Senate Republicans are being sent home for recess with a message touting their persistence on funding homeland security while blocking President Barack Obama's executive actions.
"Dems voted three times to filibuster House-passed DHS funding bill," says a tri-fold card of talking points distributed to GOP senators. "Blocking debate on a bill like this is exactly the kind of gridlock voters rejected in the election."
The pamphlet, shared with CQ Roll Call by a GOP source, suggests Republicans have yet to give up on winning the public relations argument over funding the Department of Homeland Security, with less than a week left to act when the Senate returns from the Presidents Day recess.
The Republican Conference "State Work Period Tri-Fold" highlights that Democrats have made statements in the past expressing opposition to the extent of Obama's executive actions, adding the "only way for the Dems to change the bill is to agree to debate it in the first place."
Majority Leader Mitch McConnell echoed that point on the floor.
"If our Democrat colleagues don’t like provisions in the bill the House has passed, the Senate has a process for modifying bills. It's called amending them. But the Senate can only consider amendments to a bill if it’s not being filibustered," the Kentucky Republican said.
Asked again about why Democrats have unified against taking up the House-passed DHS spending measure and trying to amend it, Sen. Charles E. Schumer, D-N.Y., said "you don't negotiate with a gun to your head, no one does. It's plain and simple, and we're not doing it. The American people know we're not doing it."
"Our Republican colleagues know what's going on," Schumer said, calling the back and forth between House and Senate GOP leaders about the next move a "game of Abbott and Costello."

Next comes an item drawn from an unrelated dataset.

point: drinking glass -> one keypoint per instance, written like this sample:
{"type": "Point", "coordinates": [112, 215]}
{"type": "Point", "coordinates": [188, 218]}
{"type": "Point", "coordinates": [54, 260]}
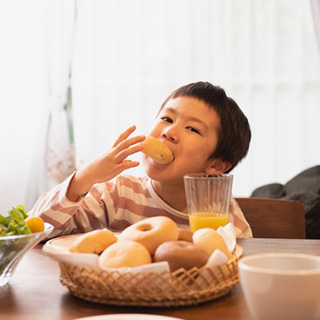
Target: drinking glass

"The only good news is, my view, they'll have no choice but to back off," Schumer said. "They'll do it at the last minute, but they'll look awful in how they've handled themselves."
The GOP pamphlet highlights a number of other issue areas, including touting passage of the Keystone XL pipeline approval legislation, with Republicans encouraged to continue to push Obama against his certain veto, as well as drawing a contrast between the president's budget and GOP proposals on taxes and spending.
It also encourages GOP lawmakers to tout the number of roll call votes on amendments during the first work period under GOP control, which has more than doubled the total in 2014 under then-Majority Leader Harry Reid, D-Nev.
Schumer had a rejoinder Thursday for the argument that Reid was too quick to block amendments from the floor using the procedural maneuver known as filling the amendment tree. In rolling out a GOP "report card" for the first work period, Schumer quipped that "this Congress, there has hardly been a tree to fill."
On foreign policy, however, the GOP card indicates that Republicans should make clear they will give serious consideration to Obama's request for an authorization for the use of force against the ISIS terror group, arguing on one hand that the world is "less stable" than when Obama took office, but adding "the president's AUMF request is a starting point for a full debate."